The resulting cycle counts were greater than I expected. Therefore, I decided to try this method with a simple function:
#include <stdint.h>
volatile uint32_t a;
volatile uint32_t b;
volatile uint32_t time5;
int main(void)
{
for(;;) {
asm volatile ("csrr %0, mcycle" : "=r" (a));
asm volatile ("nop");
asm volatile ("nop");
asm volatile ("nop");
asm volatile ("nop");
asm volatile ("nop");
asm volatile ("nop");
asm volatile ("nop");
asm volatile ("nop");
asm volatile ("nop");
asm volatile ("nop");
asm volatile ("nop");
asm volatile ("nop");
asm volatile ("nop");
asm volatile ("nop");
asm volatile ("nop");
asm volatile ("nop");
asm volatile ("nop");
asm volatile ("nop");
asm volatile ("nop");
asm volatile ("nop");
asm volatile ("csrr %0, mcycle" : "=r" (b));
time5 = b - a;
a = 0;
b = 0;
asm volatile ("nop");
}
return 0;
}
Assuming each nop takes one cycle to execute, this should yield time5 as 20 (plus the number of cycles to read mcycle). Rather than 20, the value yielded was 37.
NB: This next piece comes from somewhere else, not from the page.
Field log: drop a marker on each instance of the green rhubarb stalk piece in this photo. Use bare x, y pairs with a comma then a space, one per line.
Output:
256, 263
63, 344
I also repeated this method with 20000 nop statements (no loops). The results showed that the value in time5 was 2671265, not 20000.
I checked the validity of the cycle counter by replacing the timing and mcycle read statements with the following statements:
(*(volatile uint32_t *) (((0x10012000UL)) + ((0x0C)))) |= (0x1 << 16) ;
(*(volatile uint32_t *) (((0x10012000UL)) + ((0x0C)))) &= ~((0x1 << 16)) ;
These statements pull pin 0 (marked IO0 on the board) high and low, respectively. With 20000 nop statements between them, I used an external oscilloscope to measure the length of each high pulse. I found this value to be approximately 41 milliseconds. In other words, 20000 nop instructions took 41 milliseconds to execute. The inverse of this value, 24.4Hz, was multiplied by 2671265 cycles. The product was 65.2MHz, which is the approximate value of the given clock speed.
As a result, I believe mcycle is returning valid cycle counts. Therefore, it would appear that something is wasting clock cycles, although I’m unsure what it could be.
Other things I tried:
-
Switched optimization levels from -O0 to -O3
-
Used gdb to step by instruction (via stepi)
-
Set a watchpoint in gdb on the $pc (program counter) register. It did not jump to any interrupts or traps.
-
Set breakpoints on functions within the following: init.c syscall.c drivers_sifive/plic.c None were tripped while within the main method.